Today, we will examine the evidence on CBD for anxiety.

What is CBD?

CBD is short for cannabidiol. It is one of over 100 different plant compounds found in the Cannabis sativa plant, a plant species which includes both marijuana and hemp. Another compound found in cannabis is tetrahydrocannabinol (THC) which is what causes the “high” associated with marijuana. The difference between marijuana and hemp is how much THC the plant contains. Hemp has very low levels of THC, and is defined as having less than 0.3% THC by dry weight. If the plant contains more than 0.3% THC, then it is considered to be marijuana. CBD can be derived by both marijuana and hemp, but marijuana derived CBD must be bought at a marijuana dispensary, whereas hemp-derived CBD can be bout in both online and brick-and-mortar retails stores, without the need for a marijuana card.

CBD is being marketed as being beneficial in a number of health conditions, some of which include:

What is anxiety?

Anxiety is a medical condition where people may feel a sense of nervousness, worry, unease, or feel that something bad and terrible is going to happen, for little or no reason. It can be a very debilitating and disabling disorder, and can disrupt the lives of those living with anxiety.

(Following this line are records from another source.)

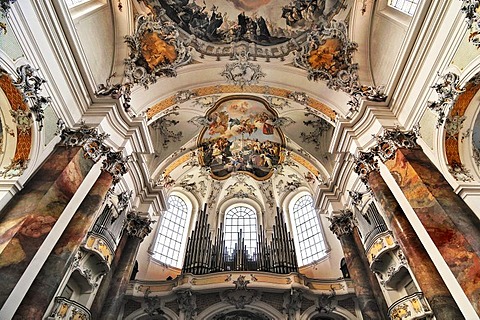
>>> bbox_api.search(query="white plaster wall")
[370,5,407,85]
[74,5,115,83]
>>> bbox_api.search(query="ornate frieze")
[294,21,386,113]
[125,15,192,88]
[461,0,480,49]
[353,151,380,186]
[372,126,420,162]
[124,211,153,240]
[12,64,51,130]
[328,209,355,239]
[221,51,266,88]
[428,72,465,128]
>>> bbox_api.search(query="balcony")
[388,292,433,320]
[367,231,398,271]
[47,297,91,320]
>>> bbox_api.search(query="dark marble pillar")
[90,232,129,319]
[355,152,464,320]
[373,130,480,315]
[14,171,112,319]
[96,212,152,320]
[330,210,387,320]
[353,228,388,319]
[0,146,94,307]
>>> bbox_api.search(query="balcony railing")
[388,292,433,320]
[47,297,92,320]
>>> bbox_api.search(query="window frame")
[288,191,330,267]
[222,202,259,257]
[387,0,420,17]
[151,192,193,268]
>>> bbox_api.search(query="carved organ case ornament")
[197,96,285,180]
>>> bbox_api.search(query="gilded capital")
[124,211,153,240]
[328,209,355,239]
[102,151,130,185]
[371,126,420,162]
[353,151,380,185]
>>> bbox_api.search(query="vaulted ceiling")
[70,0,408,212]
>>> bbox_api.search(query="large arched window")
[153,195,190,267]
[292,194,327,265]
[224,204,257,256]
[388,0,420,16]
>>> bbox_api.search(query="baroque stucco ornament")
[328,209,355,239]
[125,15,192,89]
[294,21,386,114]
[124,211,154,241]
[460,0,480,49]
[428,72,465,128]
[221,51,266,88]
[13,64,50,130]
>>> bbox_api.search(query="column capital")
[328,209,355,239]
[56,119,110,162]
[124,211,153,241]
[371,126,420,162]
[102,151,130,185]
[353,151,380,186]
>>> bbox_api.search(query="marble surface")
[385,149,480,314]
[0,147,93,306]
[14,172,112,319]
[368,171,464,320]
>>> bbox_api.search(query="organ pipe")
[182,205,298,274]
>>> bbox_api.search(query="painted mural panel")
[198,97,284,179]
[146,0,347,45]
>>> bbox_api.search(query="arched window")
[292,194,327,265]
[65,0,90,8]
[388,0,420,16]
[224,205,257,256]
[153,195,190,267]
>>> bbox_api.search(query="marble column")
[330,210,387,320]
[14,171,112,319]
[353,228,388,319]
[96,212,152,320]
[0,146,94,307]
[90,232,129,319]
[354,152,464,320]
[372,129,480,315]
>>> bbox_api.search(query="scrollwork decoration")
[427,72,465,128]
[294,21,386,114]
[125,15,192,89]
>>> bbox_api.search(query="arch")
[223,203,258,255]
[197,301,285,320]
[300,305,358,320]
[152,193,192,267]
[288,191,328,265]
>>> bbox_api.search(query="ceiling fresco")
[145,0,346,46]
[198,96,285,179]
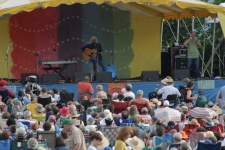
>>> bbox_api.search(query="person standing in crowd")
[183,31,201,80]
[62,119,86,150]
[81,36,106,72]
[0,80,16,102]
[77,76,94,100]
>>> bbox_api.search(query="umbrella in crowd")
[188,107,217,118]
[154,107,181,123]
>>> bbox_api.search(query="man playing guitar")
[81,36,106,72]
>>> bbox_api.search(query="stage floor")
[11,80,225,102]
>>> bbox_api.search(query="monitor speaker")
[73,72,91,83]
[41,73,59,84]
[20,73,38,85]
[96,72,112,82]
[172,69,190,80]
[141,71,159,81]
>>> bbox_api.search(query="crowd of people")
[0,76,225,150]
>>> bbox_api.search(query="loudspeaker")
[73,72,91,83]
[96,72,112,82]
[20,73,38,85]
[172,69,190,80]
[141,71,159,81]
[41,73,59,84]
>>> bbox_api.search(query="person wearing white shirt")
[123,83,135,98]
[157,79,181,100]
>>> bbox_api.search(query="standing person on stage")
[184,31,201,80]
[81,36,106,72]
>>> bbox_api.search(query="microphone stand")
[5,40,11,82]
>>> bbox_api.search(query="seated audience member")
[113,94,124,102]
[0,80,16,99]
[129,105,139,118]
[38,88,53,102]
[27,138,38,150]
[0,112,10,130]
[126,136,145,150]
[114,127,132,150]
[123,83,135,99]
[178,113,187,131]
[85,117,97,132]
[17,90,30,105]
[77,76,94,100]
[52,88,60,102]
[56,107,70,126]
[141,107,151,124]
[157,79,181,100]
[166,133,182,150]
[27,95,39,115]
[55,137,69,150]
[129,90,152,111]
[87,132,104,150]
[116,111,132,126]
[9,125,16,140]
[0,130,12,141]
[18,110,38,123]
[14,127,26,142]
[33,104,46,122]
[61,130,70,147]
[96,85,107,99]
[70,110,84,128]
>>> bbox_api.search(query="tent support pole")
[177,19,180,43]
[211,15,216,73]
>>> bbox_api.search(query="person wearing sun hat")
[157,78,181,100]
[33,104,46,122]
[61,119,86,150]
[0,80,16,101]
[56,107,70,126]
[126,136,145,150]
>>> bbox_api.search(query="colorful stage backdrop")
[0,3,161,79]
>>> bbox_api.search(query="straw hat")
[161,78,168,84]
[70,110,80,118]
[35,104,45,113]
[167,79,173,83]
[180,131,188,139]
[59,107,70,116]
[126,136,145,150]
[150,98,162,107]
[97,131,109,150]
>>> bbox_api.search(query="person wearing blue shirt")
[55,137,69,150]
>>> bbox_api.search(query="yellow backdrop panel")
[0,18,14,78]
[129,13,162,77]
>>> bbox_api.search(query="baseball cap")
[62,119,72,128]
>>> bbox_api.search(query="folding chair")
[111,101,129,114]
[162,133,174,149]
[102,99,111,109]
[197,142,221,150]
[189,132,204,149]
[59,92,74,104]
[0,90,9,104]
[38,97,52,107]
[37,131,56,149]
[130,102,147,114]
[0,140,10,150]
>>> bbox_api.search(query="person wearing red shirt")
[77,76,94,100]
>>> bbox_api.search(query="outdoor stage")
[12,79,225,102]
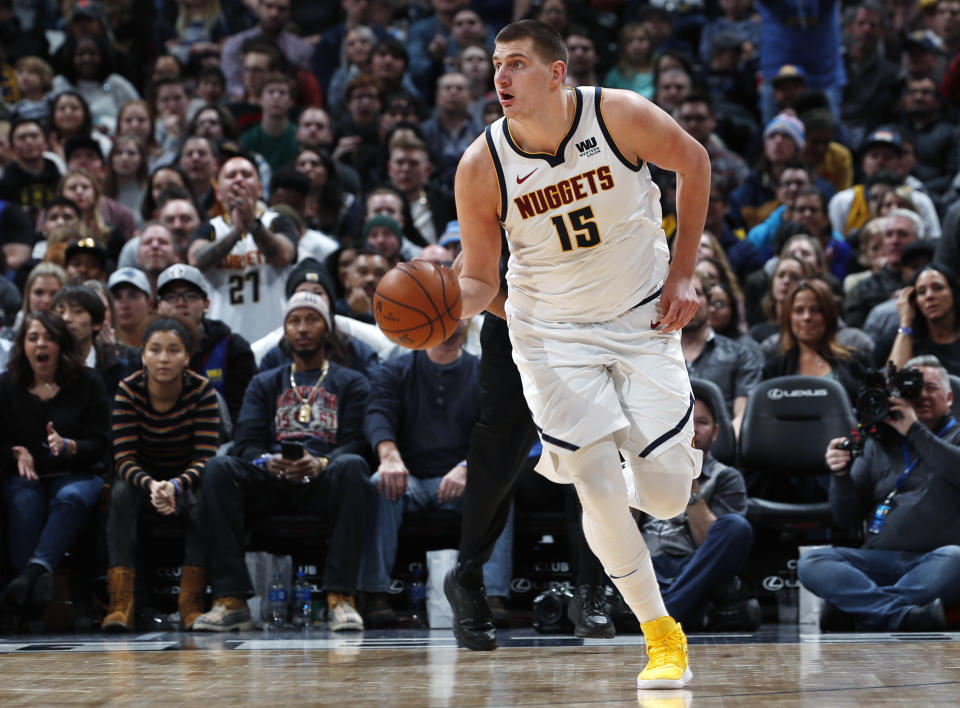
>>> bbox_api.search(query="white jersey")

Can CBD help with anxiety?

Although studies are limited and the exact mechanism of how CBD might help with anxiety is unknown, research is suggesting that affecting serotonin levels is what helps with anxiety.[1] Serotonin is a chemical that plays a role in sleep, mood, digestion and behavior. CBD may also help with anxiety by interacting with GABA and adenosine receptors.

What is the research behind CBD for anxiety?

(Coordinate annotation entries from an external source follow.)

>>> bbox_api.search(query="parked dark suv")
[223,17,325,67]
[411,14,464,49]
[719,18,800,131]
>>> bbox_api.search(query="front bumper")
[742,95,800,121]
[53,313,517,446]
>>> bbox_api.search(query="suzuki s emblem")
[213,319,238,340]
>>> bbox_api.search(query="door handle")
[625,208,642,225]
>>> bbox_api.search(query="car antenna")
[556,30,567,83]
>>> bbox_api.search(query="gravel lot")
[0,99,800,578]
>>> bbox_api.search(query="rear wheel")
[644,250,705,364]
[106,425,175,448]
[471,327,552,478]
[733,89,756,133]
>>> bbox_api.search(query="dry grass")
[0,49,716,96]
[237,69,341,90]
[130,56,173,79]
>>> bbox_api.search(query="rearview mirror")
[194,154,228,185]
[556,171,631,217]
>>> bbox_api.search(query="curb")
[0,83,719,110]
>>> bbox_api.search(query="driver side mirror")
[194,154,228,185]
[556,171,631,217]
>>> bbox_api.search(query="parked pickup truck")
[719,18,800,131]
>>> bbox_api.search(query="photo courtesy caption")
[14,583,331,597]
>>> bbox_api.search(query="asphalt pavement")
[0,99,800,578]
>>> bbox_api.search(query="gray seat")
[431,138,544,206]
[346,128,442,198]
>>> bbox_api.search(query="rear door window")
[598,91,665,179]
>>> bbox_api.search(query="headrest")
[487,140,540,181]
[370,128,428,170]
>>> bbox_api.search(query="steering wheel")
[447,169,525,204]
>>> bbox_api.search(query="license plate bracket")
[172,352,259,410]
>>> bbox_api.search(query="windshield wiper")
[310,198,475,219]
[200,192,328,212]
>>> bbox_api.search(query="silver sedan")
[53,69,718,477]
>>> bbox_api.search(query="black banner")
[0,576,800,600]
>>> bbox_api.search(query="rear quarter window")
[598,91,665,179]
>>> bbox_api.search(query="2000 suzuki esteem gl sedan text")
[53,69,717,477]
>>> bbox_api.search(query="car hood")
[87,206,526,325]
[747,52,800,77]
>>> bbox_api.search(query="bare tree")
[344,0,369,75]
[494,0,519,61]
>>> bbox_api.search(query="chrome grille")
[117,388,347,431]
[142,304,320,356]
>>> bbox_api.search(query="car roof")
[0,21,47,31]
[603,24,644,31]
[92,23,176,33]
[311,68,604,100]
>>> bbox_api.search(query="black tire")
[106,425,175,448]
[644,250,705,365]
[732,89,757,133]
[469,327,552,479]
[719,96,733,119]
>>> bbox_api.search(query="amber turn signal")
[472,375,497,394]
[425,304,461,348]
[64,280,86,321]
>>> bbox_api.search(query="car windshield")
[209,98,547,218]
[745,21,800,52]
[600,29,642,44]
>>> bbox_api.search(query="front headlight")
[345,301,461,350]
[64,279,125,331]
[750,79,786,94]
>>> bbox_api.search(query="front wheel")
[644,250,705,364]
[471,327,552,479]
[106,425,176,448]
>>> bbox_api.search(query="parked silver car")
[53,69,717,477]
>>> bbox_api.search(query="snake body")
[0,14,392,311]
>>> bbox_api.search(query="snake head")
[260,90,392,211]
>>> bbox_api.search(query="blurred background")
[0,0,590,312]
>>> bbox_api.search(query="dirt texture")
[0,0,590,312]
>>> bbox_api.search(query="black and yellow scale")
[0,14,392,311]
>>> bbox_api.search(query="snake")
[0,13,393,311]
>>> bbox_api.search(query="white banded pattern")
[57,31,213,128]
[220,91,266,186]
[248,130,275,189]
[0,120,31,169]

There have been several studies done testing CBD for anxiety, however, most of them are preclinical and studied in animals. Fortunately, with the growing interest in CBD, there have been several clinical, human studies.

  • In 2011, a study [2] testing CBD in a public speaking situation showed it reduced anxiety and discomfort in people with social anxiety disorder related to public speaking.
  • Another study in 2011 [3] on social anxiety disorder showed CBD was effective at reducing anxiety symptoms.
  • In 2015, a review [4] of 49 studies concluded that there was “strongly supported” evidence for CBD as a treatment of social anxiety disorder, panic disorder, generalized anxiety disorder, and post-traumatic stress disorder.
  • A study in 2017 [5] on CBD used for anxiety or paranoia found CBD to not be effective, and in fact, some people actually had increased anxiety.
  • Another study in 2018 [6] also suggested that CBD could increase anxiety. However, it only included a small number of participants with paranoid traits and found that CBD increased the anxiety in some of the participants.
  • In 2019, a retrospective case study [7] of 47 outpatient clinic patients given 25 mg of CBD daily in addition to treatment found that 79.2% of patients had improved anxiety in the first month. After 2 months, 78.1% of patients reported having further improvement in anxiety compared to the previous month. However, there were some people who reported increased anxiety: 15.3% felt anxiety increased after the first month, and 19.5% had further worsening in the second month.
  • Another study in 2019 [8] where CBD was used to treat anxiety and sleep found almost 80% of participants’ anxiety improved, and almost 70% reported improved sleep in the first month, although the results for sleep was varied over time.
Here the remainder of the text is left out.